20250709 124936958 ios (medium)Ken shares insights from his current work in local theatre, where the process of rehearsing and embodying a role—such as Macbeth or a character in Romeo and Juliet—demands far more time and emotional investment than most audiences typically realise. The discussion moves quickly beyond the stage, however, to ask why it is that this kind of cultural participation remains so precarious and undervalued. Ken draws attention to what he calls the “consumption problem”—the disjuncture between the one-hour experience of watching a play and the sixty-plus hours required to produce it. In that gap lies a wider story about how we understand the purpose of culture in society, and the mechanisms through which it is supported—or not.

As Rob points out, many of the assumptions underpinning cultural policy at national and local levels treat creative work as if it were simply another deliverable in an efficiency-driven marketplace. But this mindset ignores the deeper, slower, and often intangible ways that the arts shape our shared civic lives. Whether it’s a teenager grasping the meaning of a Shakespeare monologue for the first time, or an ESOL learner using documentary photography to describe their world in a new way, the real value of culture isn’t measured in clicks, box office takings, or content schedules. It’s measured in how people make sense of their lives and connect with one another.

The conversation turns, inevitably, to the issue of access. For Ken, it is clear that transport is one of the most overlooked barriers to participation. If people can’t get to performances, rehearsals, exhibitions, or education centres—and if they can’t do so reliably and affordably—then culture remains closed off, no matter how inclusive it claims to be. His proposal for a Creative Industries Travel Card speaks to this fundamental need, not only as a practical fix but as a challenge to the profit-driven logic that shapes so many public services today. Ken’s suggestion resonates with a foundational economy perspective, which places transport, education, and culture on equal footing as services essential to a healthy society.

The group reflect on Leicester’s aspirations as a global city and the tension between official strategies for cultural development—such as City of Culture bids—and the lived realities of practitioners who are building meaningful cultural experiences from the ground up. Examples are shared, like the city of Sibiu in Romania, which has developed a globally respected theatre festival by grounding it in local commitment and long-term investment. But the real question posed by the episode is not about comparisons; it’s about whether we are willing to sustain creative initiatives with the patience and humility they require.

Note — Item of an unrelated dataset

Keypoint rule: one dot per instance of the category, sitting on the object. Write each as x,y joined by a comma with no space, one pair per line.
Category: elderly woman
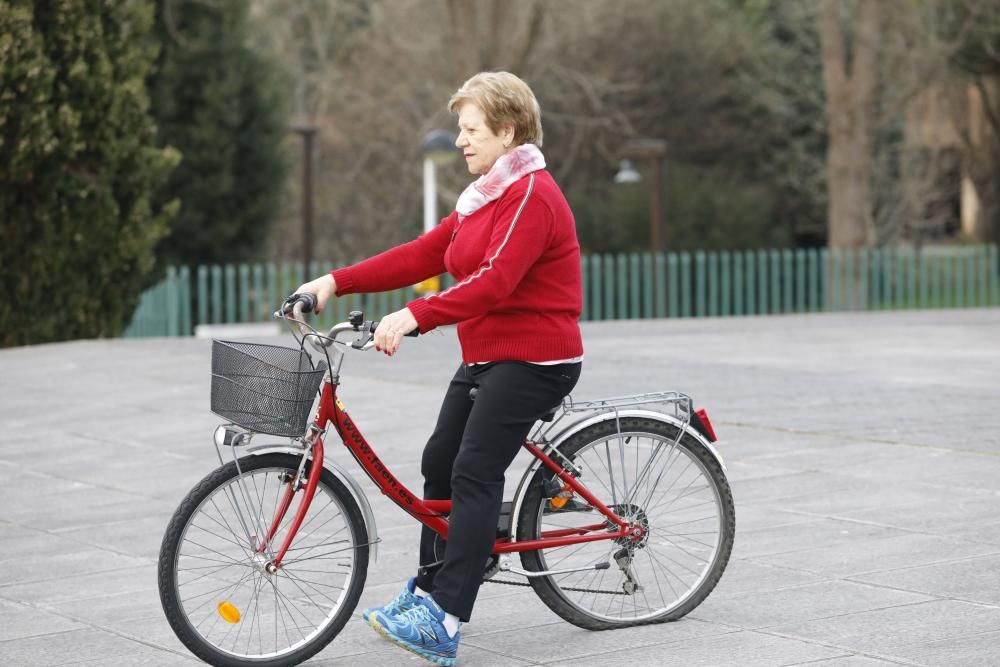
511,246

Ken’s closing reflections bring this home. To make something worthwhile in a place like Leicester, we don’t need another glossy strategy document. We need continuity, local collaboration, and a recognition that failure is part of the creative process. If culture is to be a common good, then it must be rooted in everyday life, supported with care, and built from relationships that last longer than a funding cycle.

Spotlight on Arts continues to be a space where these realities can be voiced—not as complaints, but as contributions to a deeper and more honest understanding of what culture is, why it matters, and how we might protect and grow it in the places where we live.